Victor Poughon introduces an open-source, interactive calculator that implements Interval Union Arithmetic, a mathematical discipline he believes is underappreciated. This advanced form of interval arithmetic overcomes significant limitations of its standard counterpart, particularly in handling operations like division by intervals that contain zero, by representing results as unions of disjoint intervals.

  • Core Problem Solved: Standard interval arithmetic often yields useless results (like [-∞, +∞]) or defines operations as undefined when dividing by intervals containing zero. Interval Union Arithmetic provides a precise, non-interval result, such as [-∞, -1] U [0.5, +∞] for 1 / [-1, 2]. This means it can confidently exclude real numbers from the set of possible outcomes.
  • Inclusion Property: A key benefit is its inclusion property, which guarantees that if any real number from each input union is chosen and the expression is computed over the reals, the result will be contained within the output union. This makes it ideal for representing uncertainty.
  • Implementation: The calculator is built with a dependency-free TypeScript library that uses IEEE 754 double precision floats and outward rounding.
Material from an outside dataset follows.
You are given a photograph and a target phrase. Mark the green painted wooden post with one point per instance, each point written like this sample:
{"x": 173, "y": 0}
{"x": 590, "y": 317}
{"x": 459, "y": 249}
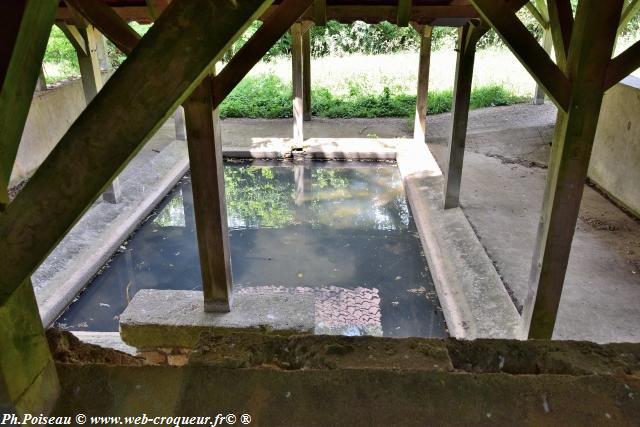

This ensures that the computed interval results are guaranteed to contain the true mathematical value, even with floating-point precision issues.
  • Features: It supports standard arithmetic operations, a wide range of functions (e.g., tan(), log(), sin()), and constants (pi, e). The syntax allows for intuitive input, including mixing bare numbers with intervals and even nesting intervals.
  • Full Precision Mode: This mode intelligently interprets input numbers and displays output with full decimal precision, ensuring that the computed intervals accurately bound the true values.
  • Open Source: Both the calculator project and its underlying not-so-float engine are open-source on GitHub.

This project provides a robust and practical tool for numerical computation, offering a more powerful and precise way to work with intervals and manage uncertainty, especially in scenarios where standard interval arithmetic falls short.